# Grabbing the agent with one line in your query.



## Art Man (Aug 22, 2019)

I thought it odd that most professional sources say that you should sell your book to a lit agent using a one-liner at the top of your query, as though most agents won't look past that first line. I find it preposterous to be expected to sum up a whole full-length novel plot synopsis with one line, doing so with a short paragraph is difficult enough. What is your advice on query designs and knowing literary agents, what is your experience with what gets an agents attention?

To tell you the truth, if I were a lit agent I wouldn't limit myself to the top line of each query sent me. Being the reader I am I would have to make a real effort to not read each query beginning to end. I guess that's just me. I like the idea that an agent would be willing to read more than one single line of a query.


----------



## luckyscars (Aug 22, 2019)

Art Man said:


> I thought it odd that most professional sources say that you should sell your book to a lit agent using a one-liner at the top of your query, as though most agents won't look past that first line. I find it preposterous to be expected to sum up a whole full-length novel plot synopsis with one line, doing so with a short paragraph is difficult enough. What is your advice on query designs and knowing literary agents, what is your experience with what gets an agents attention?
> 
> To tell you the truth, if I were a lit agent I wouldn't limit myself to the top line of each query sent me. Being the reader I am I would have to make a real effort to not read each query beginning to end. I guess that's just me. I like the idea that an agent would be willing to read more than one single line of a query.



I don’t know that ‘most professional sources’ say that...

If they do, yes, that seems a little silly. Sure if you have a real zinger you could start a query with a one liner, sure, but I agree that most agents probably aren’t going to wet themselves over another “They say you can’t go home again...” or “Pat Bacon is a wanted man” tagline just because it’s there. 

I think its it’s important to remember that advice is always based on what HAS worked in the past, and that what has worked in the past by necessity runs in opposition to the quest for originality, which is primarily the thing an agent is looking for in any query - originality. I’m not saying that means one should disregard the salesmanship aspect when it comes to format, only that it’s probably better not to prioritize style over substance too much, because ultimately substance is what actually matters. 

It’s my belief that a genuinely great story will pass the query stage pretty much no matter how stylistically unglamorous it is. Queries are (or should be) pretty short so I agree most agents will probably read the whole thing UNLESS you give them a reason to stop - typos, red flags, general indicators this is definitely not for them. So, try to worry more about communicating the salient, interesting details of you and your work and less about polishing turds with corny, cliche or otherwise facile bullshit. A professional agent doesn’t give a crap about your ability to craft shallow one liners. They care about your actual ideas.


----------



## RLBeers (Aug 22, 2019)

Perhaps I am not the one to be commenting on lit agents as I find them to be of less value and honor than a prostitute. At least with a hooker, you know up front why she wants your money. Most agents are looking for the next yacht, the next JK Rowling they can retire upon, rather than seeking to build a relationship.
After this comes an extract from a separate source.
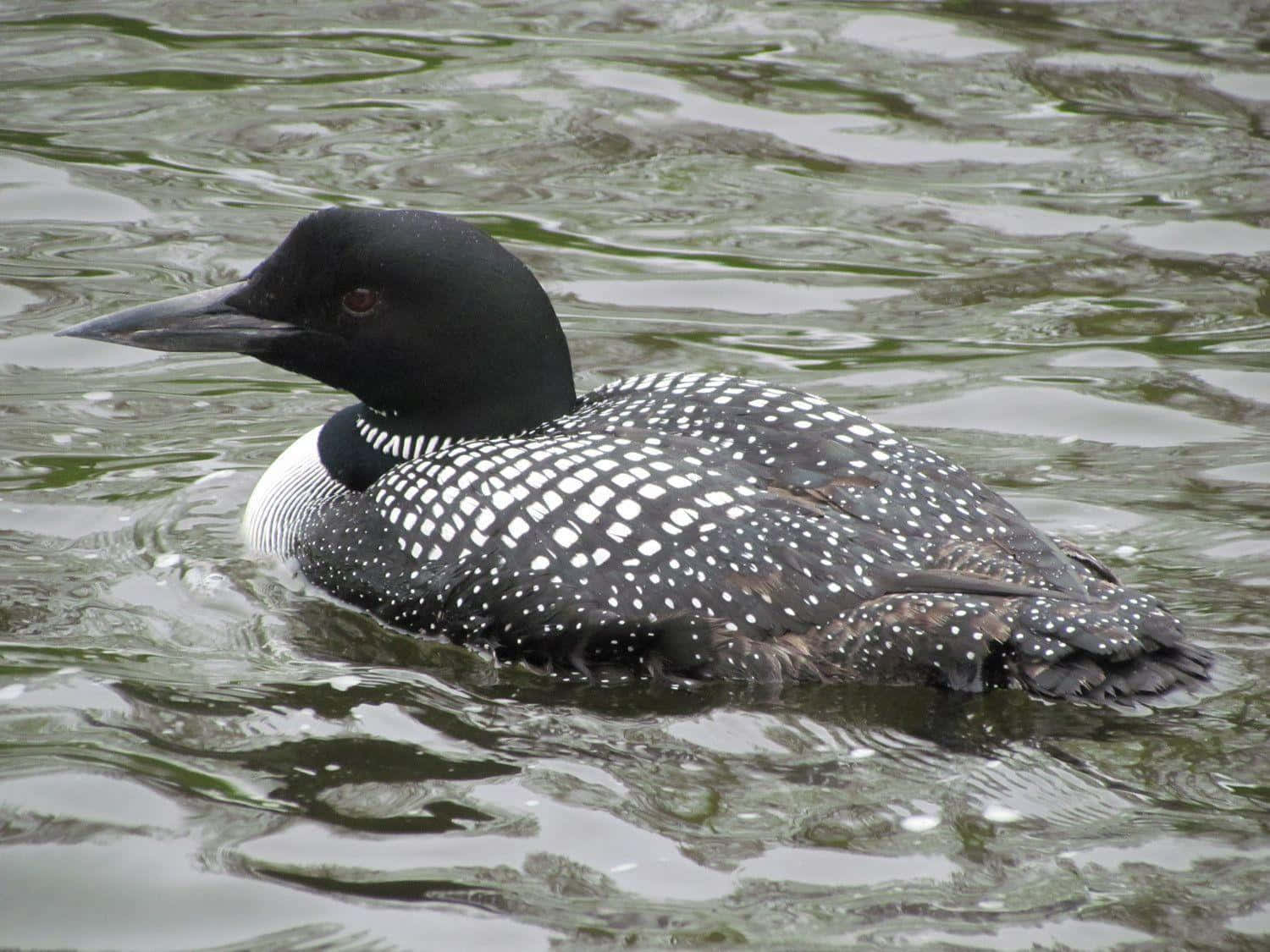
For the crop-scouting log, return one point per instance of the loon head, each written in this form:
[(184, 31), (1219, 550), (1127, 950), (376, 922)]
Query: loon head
[(417, 314)]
If you find one willing to work with you, grab hold and do not let go as that is a jewel far more rare than metallic hydrogen.


----------



## Ralph Rotten (Aug 22, 2019)

It's called a hook, or an elevator pitch. It's that sentence or two that makes the reader say "Oh, that sounds interesting..." and keep reading.

Here is one from a book I am working on:

In 2016 the Magenta Project sent digital messages to the twenty nearest stars.
Now one of them has answered.

Then after that would come the blurb.
Hook first, then the blurb.


----------



## luckyscars (Aug 22, 2019)

Here's a good article from a reputable source on query letters that includes some successful, famous samples of how they open.

Here is another one

None of them appear to start with a one-liner. It's also not mentioned as necessary in the article.

So, again, I don't believe it's recommended, and certainly not required. Maybe some agents like them, but clearly a good chunk don't.

Be careful whose advice you take.


----------



## Bayview (Aug 22, 2019)

It's been a while since I queried, but when I did, my letter didn't have a hook. And it wasn't an endless string of brilliant prose, either... it was just solid and professional. And it got me interest from agents that turned into a couple offers of representation.

I think we can go pretty crazy trying to make our queries absolutely perfect - most people I know with agents sent queries that were just good, not great. (The key is, I think, to have a story that the agent thinks she can sell. If your query is brilliant but is clearly for a book with no market, you'll have no success. If your query is solid and for a book with a good chance of selling, you'll likely get an agent. IMHO.)


----------



## rodrigoborges (Aug 3, 2020)

Today's agents are a whole new "animal." They want short 100-paged novels, etc. About the one-liner, you had better have an attention-getting title.


----------



## FrancisD (Aug 12, 2021)

The one line factor is not to get an agent, but to peak their interest to read the next para. It is not mandatory.  I say use one if you have a good one. I also believe the process of writing that one sentence that carries the essence of the story is a valuable exercise when it comes to composing a query.


----------



## noisebloom (Aug 16, 2021)

Hopefully this helps:

I've heard some agents will read through your query letter, but others will just look for the pitch blurb first within your letter to determine if they even want to entertain it.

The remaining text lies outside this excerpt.